Here, we report two families in which the classic FRDA and EOCA phenotypes coexisted. In both families; molecular genetic analysis disclosed trinucleotide repeat expansions of the FRDA gene showing that both phenotypes were caused by the same mutation.
A 21 year old woman presented with three years of unsteadiness and mild right hand weakness. She was thin with bilateral pes cavus but no kyphoscoliosis. She had a soft aortic systolic murmur. Fundoscopy was normal. Saccadic eye movements were normal and there was no nystagmus but visual pursuit movements were broken. She had a brisk jaw jerk, slow tongue movements, and a mild dysarthria. There was no wasting and tone was increased with spasticity of all four limbs and ankle clonus. There was mild weakness of finger extension and abduction and mild pyramidal weakness of both legs. All reflexes were brisk with bilateral extensor plantar responses. She had a broad based ataxic gait, fine finger movements were slow, with dysdiadochokinesis and a mild intention tremor; heel shin testing was inaccurate due to ataxia and spasticity.

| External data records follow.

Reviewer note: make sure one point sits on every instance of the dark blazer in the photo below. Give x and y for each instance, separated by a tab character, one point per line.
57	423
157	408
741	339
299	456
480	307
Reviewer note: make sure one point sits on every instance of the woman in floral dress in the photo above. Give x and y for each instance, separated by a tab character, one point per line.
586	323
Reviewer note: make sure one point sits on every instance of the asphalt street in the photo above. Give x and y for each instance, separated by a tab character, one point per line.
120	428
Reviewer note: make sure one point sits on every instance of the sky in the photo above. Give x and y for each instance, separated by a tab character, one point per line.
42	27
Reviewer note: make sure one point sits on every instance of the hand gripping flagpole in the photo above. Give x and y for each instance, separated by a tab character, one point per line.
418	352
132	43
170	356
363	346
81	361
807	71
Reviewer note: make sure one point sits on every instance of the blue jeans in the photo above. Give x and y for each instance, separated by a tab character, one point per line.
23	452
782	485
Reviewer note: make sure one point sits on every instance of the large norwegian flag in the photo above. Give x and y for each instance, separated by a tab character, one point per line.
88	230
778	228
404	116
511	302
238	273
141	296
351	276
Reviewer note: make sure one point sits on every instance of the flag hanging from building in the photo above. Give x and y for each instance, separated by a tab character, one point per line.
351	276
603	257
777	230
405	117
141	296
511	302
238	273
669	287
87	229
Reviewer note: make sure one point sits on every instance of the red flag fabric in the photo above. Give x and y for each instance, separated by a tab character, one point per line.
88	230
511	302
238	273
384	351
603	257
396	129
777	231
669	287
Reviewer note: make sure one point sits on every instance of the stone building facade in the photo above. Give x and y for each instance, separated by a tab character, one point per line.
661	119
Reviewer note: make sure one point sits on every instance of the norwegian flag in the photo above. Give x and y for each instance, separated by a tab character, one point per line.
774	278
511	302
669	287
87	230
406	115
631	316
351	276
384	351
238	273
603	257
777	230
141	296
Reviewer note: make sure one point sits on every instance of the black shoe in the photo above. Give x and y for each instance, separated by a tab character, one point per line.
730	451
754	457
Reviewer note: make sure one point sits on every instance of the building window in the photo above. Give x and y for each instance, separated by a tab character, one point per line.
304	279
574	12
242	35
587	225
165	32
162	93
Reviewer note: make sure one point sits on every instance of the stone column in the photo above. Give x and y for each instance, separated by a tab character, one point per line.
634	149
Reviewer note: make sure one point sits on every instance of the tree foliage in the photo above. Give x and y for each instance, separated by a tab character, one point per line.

Nerve conduction studies showed normal motor conduction but very reduced or absent sensory action potentials consistent with an axonal sensory neuropathy. Visual evoked responses were normal. Brain MRI was normal with no cerebellar atrophy. All CSF and blood investigations (including Vitamin E concentration) were normal. Her ECG showed prominent R waves from V1 to V3 with inverted T waves inferolaterally and a transthoracic echocardiogram disclosed moderate concentric left ventricular hypertrophy. Her condition has slowly deteriorated over four years of follow up, and she continues to have brisk reflexes and spasticity of her legs.
Patients 2 and 3
These were non-identical twins who both had FRDA and were the first cousins of the father of patient 1. They were both seen at the Westminster Hospital in London in the 1950s from which the medical records containing these histories were obtained.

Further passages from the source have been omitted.